# closed canopy organic gardening is food forest prep



## paulwheaton (Sep 4, 2010)

Michael "Skeeter" Pilarski shows off what he calls "closed canopy
gardening" - the idea is to reduce the amount of sun that reaches the
soil. You can hardly see the paths. This is an early phse for a
food forest or for agro forestry.

YouTube - paulwheaton12's Channel


----------



## kyfarmer (Feb 22, 2009)

Organic or not, little sun means little harvest period. Forest edges yes they do this in the jungels and have been doing it a lot longer than we have been here plowing fields.


----------



## gypsysue (Mar 27, 2010)

Actually, kyfarmer, the sun is so brilliantly bright up here in Montana in July and August that much of the garden will die without row covers to difuse the sunlight. 

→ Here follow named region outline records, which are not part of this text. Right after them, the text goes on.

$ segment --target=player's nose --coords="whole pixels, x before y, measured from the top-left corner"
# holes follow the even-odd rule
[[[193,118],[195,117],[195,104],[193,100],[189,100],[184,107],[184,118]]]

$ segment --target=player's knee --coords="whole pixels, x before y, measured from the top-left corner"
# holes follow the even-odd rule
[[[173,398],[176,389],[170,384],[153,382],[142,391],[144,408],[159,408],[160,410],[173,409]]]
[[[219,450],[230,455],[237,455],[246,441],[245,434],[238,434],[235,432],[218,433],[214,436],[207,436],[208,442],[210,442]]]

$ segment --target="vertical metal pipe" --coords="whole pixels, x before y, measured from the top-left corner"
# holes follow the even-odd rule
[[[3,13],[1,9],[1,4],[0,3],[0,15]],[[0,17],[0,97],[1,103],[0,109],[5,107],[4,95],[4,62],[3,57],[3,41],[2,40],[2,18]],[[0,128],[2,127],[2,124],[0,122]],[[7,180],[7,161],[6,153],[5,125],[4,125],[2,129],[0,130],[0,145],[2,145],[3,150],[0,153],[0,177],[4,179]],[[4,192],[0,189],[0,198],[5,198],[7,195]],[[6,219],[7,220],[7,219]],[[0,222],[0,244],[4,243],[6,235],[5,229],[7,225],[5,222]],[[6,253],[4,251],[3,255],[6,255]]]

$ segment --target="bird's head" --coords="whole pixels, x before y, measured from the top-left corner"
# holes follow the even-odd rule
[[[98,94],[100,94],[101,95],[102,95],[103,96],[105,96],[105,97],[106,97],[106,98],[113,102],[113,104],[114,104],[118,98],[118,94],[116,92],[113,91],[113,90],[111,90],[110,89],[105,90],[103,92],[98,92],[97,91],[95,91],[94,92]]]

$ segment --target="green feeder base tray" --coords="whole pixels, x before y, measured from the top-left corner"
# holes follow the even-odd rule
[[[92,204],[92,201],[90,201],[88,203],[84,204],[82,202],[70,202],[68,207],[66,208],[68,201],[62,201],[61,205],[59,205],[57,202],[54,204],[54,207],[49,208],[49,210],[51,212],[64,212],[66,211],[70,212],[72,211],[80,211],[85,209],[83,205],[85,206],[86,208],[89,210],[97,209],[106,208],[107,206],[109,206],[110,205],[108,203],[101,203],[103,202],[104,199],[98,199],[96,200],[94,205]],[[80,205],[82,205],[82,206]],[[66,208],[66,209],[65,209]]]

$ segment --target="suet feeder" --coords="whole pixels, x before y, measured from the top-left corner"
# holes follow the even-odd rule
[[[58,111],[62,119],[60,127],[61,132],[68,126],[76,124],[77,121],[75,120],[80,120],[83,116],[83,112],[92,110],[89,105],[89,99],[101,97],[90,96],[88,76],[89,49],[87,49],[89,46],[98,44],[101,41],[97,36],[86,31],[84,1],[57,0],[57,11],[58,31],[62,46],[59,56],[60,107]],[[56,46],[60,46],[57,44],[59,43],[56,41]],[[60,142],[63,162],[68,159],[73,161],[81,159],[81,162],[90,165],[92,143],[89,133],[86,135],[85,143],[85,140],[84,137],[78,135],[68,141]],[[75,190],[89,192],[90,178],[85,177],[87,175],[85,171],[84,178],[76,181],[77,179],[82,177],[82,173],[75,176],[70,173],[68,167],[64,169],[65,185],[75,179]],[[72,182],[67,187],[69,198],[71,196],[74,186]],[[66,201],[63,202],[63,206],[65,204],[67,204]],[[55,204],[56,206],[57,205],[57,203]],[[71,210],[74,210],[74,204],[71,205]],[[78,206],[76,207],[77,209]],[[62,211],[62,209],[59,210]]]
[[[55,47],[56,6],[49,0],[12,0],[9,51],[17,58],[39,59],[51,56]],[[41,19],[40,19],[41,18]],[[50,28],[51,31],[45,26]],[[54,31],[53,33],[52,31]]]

Plus, this far north it's light out from about 4:30 AM to about 10:30 PM on our property in the summer. All those hours of extremelty dry (around 10% humidity) sunlight and wind pretty much sucks the life out of plants, even with thick mulch. Tomatoes sunburn and are bleached on one side. Leaves of plants burn white.


----------



## *Andi (Nov 8, 2009)

gypsysue said:


> Actually, kyfarmer, the sun is so brilliantly bright up here in Montana in July and August that much of the garden will die without row covers to difuse the sunlight.
> 
> Plus, this far north it's light out from about 4:30 AM to about 10:30 PM on our property in the summer. All those hours of extremelty dry (around 10% humidity) sunlight and wind pretty much sucks the life out of plants, even with thick mulch. Tomatoes sunburn and are bleached on one side. Leaves of plants burn white.


Live and learn ... I had no clue.

Thanks for sharing.


----------